Still, the content was discovered by Erfan Azimi, CEO of search engine optimization (SEO) company EA Digital Eagle, and was then made public on Sunday by fellow SEOs SparkToro CEO Rand Fishkin and iPullRank CEO Michael King.
The documents do not contain any code or anything, instead explaining how to use Google's Content Warehouse API, presumably for internal use only. The leaked documents contain numerous references to internal systems and projects. A similarly named Google Cloud API is already publicly available, but the GitHub publication appears to go much further than that.
These files are notable because they reveal what Google considers important when ranking the relevance of a webpage, which is of perpetual interest to anyone in the SEO business or who runs a website hoping Google can help them get traffic.
Over 2,500 pages of documentation compiled for easy browsing here provide details about over 14,000 attributes accessible through or associated with the API, but there is little information about whether all these signals are used or how important they are, making it difficult to determine how much weight Google gives to attributes in its search result ranking algorithm.
However, SEO consultants believe the document contains some noteworthy details as it differs from official statements made by Google representatives.
“lots of [Azimi’s] Claim [in an email describing the leak] “This directly contradicts statements made publicly by Googlers over the years, particularly the company's repeated denials that click-centric user signals are employed, denials that subdomains are considered separately in rankings, denials of a sandbox for new websites, and denials that domain age is collected or taken into account,” SparkToro's Fishkin explained in the report.
In his post about the documents, iPullRank's King pointed to a quote from Google search advocate John Mueller, who said in a video that “there is no such thing as a website authority score,” a measure of whether Google considers a site authoritative and worthy of being ranked highly in search results.

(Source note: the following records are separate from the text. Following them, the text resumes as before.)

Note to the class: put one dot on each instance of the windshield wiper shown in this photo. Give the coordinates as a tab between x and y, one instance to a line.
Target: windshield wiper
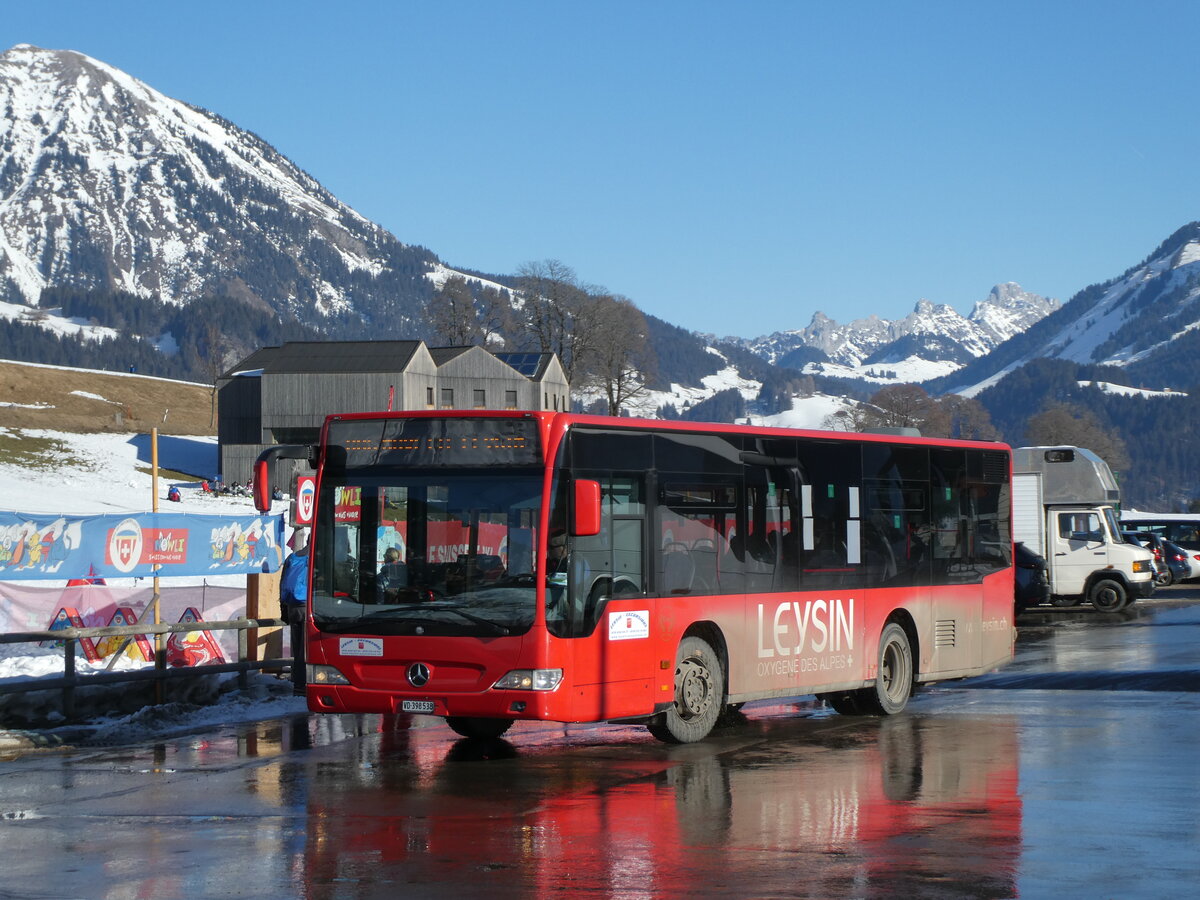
423	616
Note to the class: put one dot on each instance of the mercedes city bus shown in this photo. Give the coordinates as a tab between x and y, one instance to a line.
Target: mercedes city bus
487	567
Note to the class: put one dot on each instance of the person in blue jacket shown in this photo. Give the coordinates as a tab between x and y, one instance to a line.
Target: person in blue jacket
294	603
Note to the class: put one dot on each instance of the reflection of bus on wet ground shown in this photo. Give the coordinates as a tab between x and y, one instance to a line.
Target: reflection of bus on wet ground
495	567
817	807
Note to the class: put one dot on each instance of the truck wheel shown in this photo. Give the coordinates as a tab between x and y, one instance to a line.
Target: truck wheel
1108	595
473	727
700	695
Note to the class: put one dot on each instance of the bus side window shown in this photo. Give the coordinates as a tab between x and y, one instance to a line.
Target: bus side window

But King points out that the document makes it clear that Google can calculate a “siteAuthority” score as part of the compression quality signal it stores for documents.
The two posts also cite several other revelations.
First, clicks matter. The type of click (good clicks, bad clicks, long clicks, etc.) determines the ranking of a web page. Google United States vs. Google Antitrust lawsuits approved [PDF] This means taking click metrics into account as a ranking factor for web searches.
Secondly, Google uses websites viewed in Chrome as a quality signal, which appears in the API as a parameter ChromeInTotal. “One of the modules related to Page Quality Score has the ability to measure views from Chrome at a site level,” King said.
Additionally, the document indicates that Google also considers other factors such as the freshness of the content, the authorship, whether the page is relevant to the site's central focus, the placement of the page title and content, and the “average weighted font size of terms within the body of the document.”
Google did not respond to a request for comment.